Я открываю глаза, и мы встречаемся взглядами. У мамы на глазах слезы, она смотрит на меня не отрываясь и молчит.
– Мамуся! – выдавливаю я. – Вот я теперь какой… – и отворачиваю угол одеяла…
– Я с тобой, – говорит мама, – теперь все будет хорошо…
Она обнимает меня, слезы брызгают у меня из глаз, и мы плачем вместе, прижавшись мокрыми лицами…
Вот она – прибыль и радость, с грустью смешанная…
Дни идут. Мама уехала. А ко мне неожиданно приезжают ребята из детдома. Сначала Олег Громов, а через недельку Ника Бобровская. Радость-то какая! Новости из Угор, воспоминания, гостинцы, приветы от ребят и воспитателей.
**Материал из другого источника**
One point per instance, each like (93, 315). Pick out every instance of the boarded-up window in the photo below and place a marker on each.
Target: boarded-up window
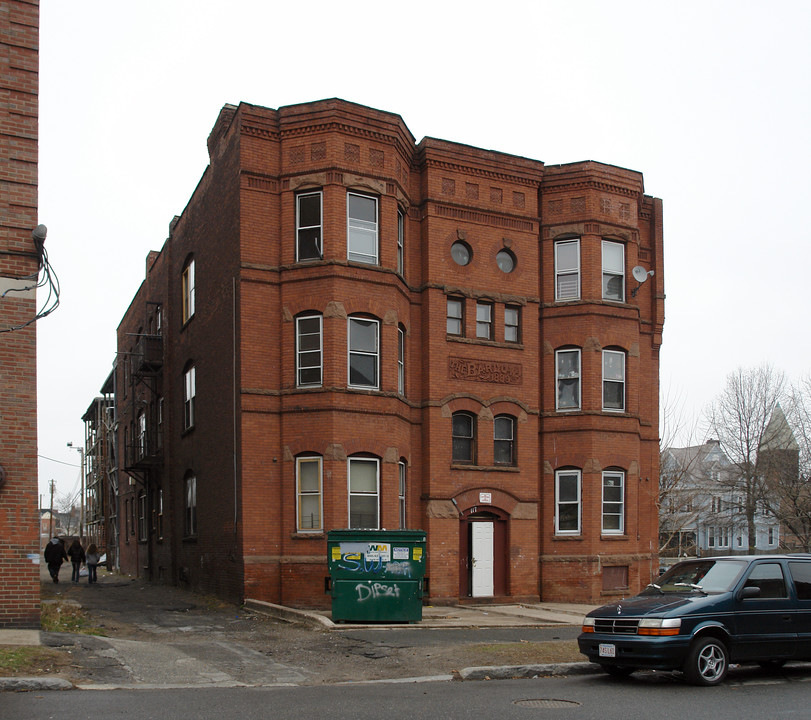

Полтора года вместе – большой и интересный этап жизни. Силы мои прибывают с каждым днем. Я уже свободно брожу по всему госпиталю.
Мишка с медалью вбегает в палату.
– Ребята! Кинохроника приехала!
– Бреши дальше, – Женька громыхает костылями, – в двенадцатой еще тебя не слыхали!
– Не верите? Вот гад буду! К госпиталю две машины подъехали!
Мы выходим в коридор. Раненые стоят кучками у окон – там действительно что-то интересное.
Через полчаса вдоль больничных коек протягиваются толстые черные шнуры – шланги от электрософитов, между привычными рубахами и кальсонами мелькают темные пиджаки и брюки работников кино, и нам объявляют, чтобы мы сидели в коридоре и не мешали – будут снимать нашу одиннадцатую палату.
Главный киношник, заглянув в дверь нашей палаты, отрицательно качает головой, потом бежит к начальнику госпиталя и возвращается через некоторое время с целой командой нянечек и сестер. Госпиталь перенабит ранеными. В нашу небольшую палату втиснуты десять коек, одна впритык к другой, между спаренными койками оставлены узкие проходы, в которых помещены маленькие тумбочки – одна на двоих. У пяти человек тумбочек вообще нет, и они держат мелкие личные вещи под подушками.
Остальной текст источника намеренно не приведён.